Very, very nice!! That's pretty much what I've done with Paige too (trained some novice, open and utility all at the same time). This is the first time I've done that, but I'm liking what I see. If we end up sitting on 2 legs of novice, I'd like to be able to trial her a weekend, and move her up and not worry about if she's "ready". I see soooo many dogs that people enter way too soon, and the dog makes mistakes in the ring, and before long, I really think the dog thinks that IS the exercise. I have had people ask though, why I haven't got any titles on her (she has her RE and her CGN, but those were simply play titles) where with Sydney I've done a lot more. Its not that I've not done anything with her, but when she does come out, I hope she comes out with a bit of a BANG! Next summer we will start trialling in novice, and she will be 4. And hopefully do some other things too. 

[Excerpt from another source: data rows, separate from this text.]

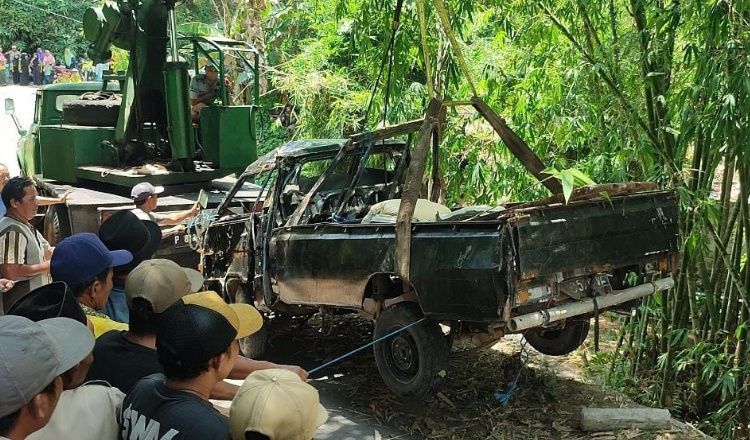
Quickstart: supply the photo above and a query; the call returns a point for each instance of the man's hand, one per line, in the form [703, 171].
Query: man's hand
[299, 371]
[5, 285]
[64, 197]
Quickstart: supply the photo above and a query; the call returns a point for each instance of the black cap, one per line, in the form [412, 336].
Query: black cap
[49, 301]
[124, 230]
[181, 335]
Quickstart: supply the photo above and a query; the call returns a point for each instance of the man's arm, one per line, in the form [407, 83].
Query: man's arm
[244, 366]
[13, 257]
[206, 98]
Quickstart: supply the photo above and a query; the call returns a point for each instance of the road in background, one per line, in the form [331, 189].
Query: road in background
[23, 97]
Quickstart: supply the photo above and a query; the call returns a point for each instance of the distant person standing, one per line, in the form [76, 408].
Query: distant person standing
[14, 59]
[24, 65]
[3, 68]
[70, 59]
[49, 66]
[24, 253]
[37, 67]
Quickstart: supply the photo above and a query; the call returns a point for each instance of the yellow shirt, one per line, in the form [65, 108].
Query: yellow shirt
[101, 322]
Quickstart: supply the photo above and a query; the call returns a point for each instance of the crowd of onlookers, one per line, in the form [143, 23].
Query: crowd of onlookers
[41, 67]
[100, 341]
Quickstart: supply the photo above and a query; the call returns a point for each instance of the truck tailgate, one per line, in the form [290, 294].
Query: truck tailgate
[594, 236]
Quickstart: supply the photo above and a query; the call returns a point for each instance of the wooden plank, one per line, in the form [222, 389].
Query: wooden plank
[607, 419]
[388, 132]
[518, 147]
[412, 188]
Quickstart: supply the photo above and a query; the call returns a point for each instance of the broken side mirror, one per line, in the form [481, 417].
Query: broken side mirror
[10, 108]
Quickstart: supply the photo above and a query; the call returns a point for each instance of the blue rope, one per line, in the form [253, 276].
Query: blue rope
[357, 350]
[505, 397]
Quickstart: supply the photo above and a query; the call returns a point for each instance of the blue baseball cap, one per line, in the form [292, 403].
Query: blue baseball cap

Anyhow, your video of Flip is wonderful. What a clever boy he is!! BJ


----------



## AmberSunrise (Apr 1, 2009)

What a great video  

You know, I didn't even think when I started training it, but for agility to teach a dog to take the back side of a jump towards me, I cue 'Flip'.


----------



## Loisiana (Jul 29, 2009)

When I watched the video my favorite part was when I'm doing a 270 pivot right and he over rotates, then adjusts himself into a perfect sit. The fact that he made the effort to fix that before he sat lets me know he's starting to understand heel position. Finally.


----------



## Titan1 (Jan 19, 2010)

Like I told you on facebook... very nice.. he is progressing nicely..


----------



## windfair (Jul 19, 2008)

I love his focus on you! Thanks for posting.


----------